Here is a photo which speaks to this.  On the horizontal axis is the prior's standard deviation.  As the standard deviation shrinks (alternatively, precision increases) the estimates are pooled closer to the population mean estimate.  As the standard deviation increases (precision decreases) the the pooling effect is relaxed, and estimates head towards their completely pooled values.
 
A: Bayes theorem is
$$
p(\theta | X) \propto
{\overbrace{\vphantom{\prod_{i=1}^N} p(\theta)}^\text{prior}} \;
{\overbrace{\prod_{i=1}^N p(X_i | \theta)}^\text{likelihood}}
$$
so as the sample size $N$ grows large, the likelihood would play greater role in the posterior. Informally, likelihood enters the formula $N$ times, while the prior only once. Of course this is not that simple.

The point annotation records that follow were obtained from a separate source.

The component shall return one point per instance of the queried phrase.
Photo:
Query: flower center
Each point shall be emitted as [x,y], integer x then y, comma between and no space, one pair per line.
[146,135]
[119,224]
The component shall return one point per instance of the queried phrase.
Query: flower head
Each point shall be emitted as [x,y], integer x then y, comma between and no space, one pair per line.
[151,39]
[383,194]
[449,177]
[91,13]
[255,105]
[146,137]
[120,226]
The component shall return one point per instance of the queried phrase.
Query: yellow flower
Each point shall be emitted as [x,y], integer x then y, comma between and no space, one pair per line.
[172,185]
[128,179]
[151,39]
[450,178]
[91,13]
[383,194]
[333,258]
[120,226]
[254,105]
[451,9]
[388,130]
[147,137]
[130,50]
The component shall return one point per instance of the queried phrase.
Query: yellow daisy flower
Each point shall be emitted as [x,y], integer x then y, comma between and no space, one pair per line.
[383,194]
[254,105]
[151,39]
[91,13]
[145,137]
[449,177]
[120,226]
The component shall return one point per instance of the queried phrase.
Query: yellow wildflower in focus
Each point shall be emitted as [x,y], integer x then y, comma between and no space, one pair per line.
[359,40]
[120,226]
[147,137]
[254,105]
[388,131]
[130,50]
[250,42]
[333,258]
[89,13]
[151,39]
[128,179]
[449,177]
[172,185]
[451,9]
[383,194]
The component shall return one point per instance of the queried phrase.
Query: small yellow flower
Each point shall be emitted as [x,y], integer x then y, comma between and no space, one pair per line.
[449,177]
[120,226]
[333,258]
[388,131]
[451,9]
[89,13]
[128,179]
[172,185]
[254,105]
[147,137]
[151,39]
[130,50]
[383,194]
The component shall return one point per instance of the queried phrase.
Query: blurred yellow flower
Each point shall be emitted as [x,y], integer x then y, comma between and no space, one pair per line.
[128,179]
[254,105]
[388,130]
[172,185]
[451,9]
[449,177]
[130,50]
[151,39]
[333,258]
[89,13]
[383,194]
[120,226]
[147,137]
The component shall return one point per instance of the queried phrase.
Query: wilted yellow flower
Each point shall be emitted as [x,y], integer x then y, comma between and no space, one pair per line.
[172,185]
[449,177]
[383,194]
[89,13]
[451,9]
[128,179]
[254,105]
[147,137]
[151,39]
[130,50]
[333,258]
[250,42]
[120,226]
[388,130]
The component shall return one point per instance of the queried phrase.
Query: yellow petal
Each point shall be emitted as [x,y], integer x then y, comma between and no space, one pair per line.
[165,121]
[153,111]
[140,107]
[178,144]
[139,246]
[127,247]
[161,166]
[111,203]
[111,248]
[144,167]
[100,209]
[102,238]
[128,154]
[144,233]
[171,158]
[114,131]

As you already noticed, you could use a degenerate prior $p(\theta = c) = 1$ and $p(\theta \ne c) = 0$, that would be zero for any value other then $c$ (because of multiplying by zero). In such case, the prior would zero-out everything that is inconsistent with it. Another extreme would be "uninformative" prior $p(\theta) \propto 1$ that plays no role in the posterior (because you always multiply by same constant). Everything in-between depends on how peaked is your prior around the value of interest, where the higher values you assign to some value, the more influence would the prior have on the outcome.
The likelihood would usually de determined by the data, in the sense that you don't manipulate it to influence the results, it is only used to describe the model in probabilistic terms. As you can see, all the data points (the new "facts") have same "weight".
So, you regulate how much the prior influences the posterior by making the prior more, or less, informative. There is no additional parameter for this.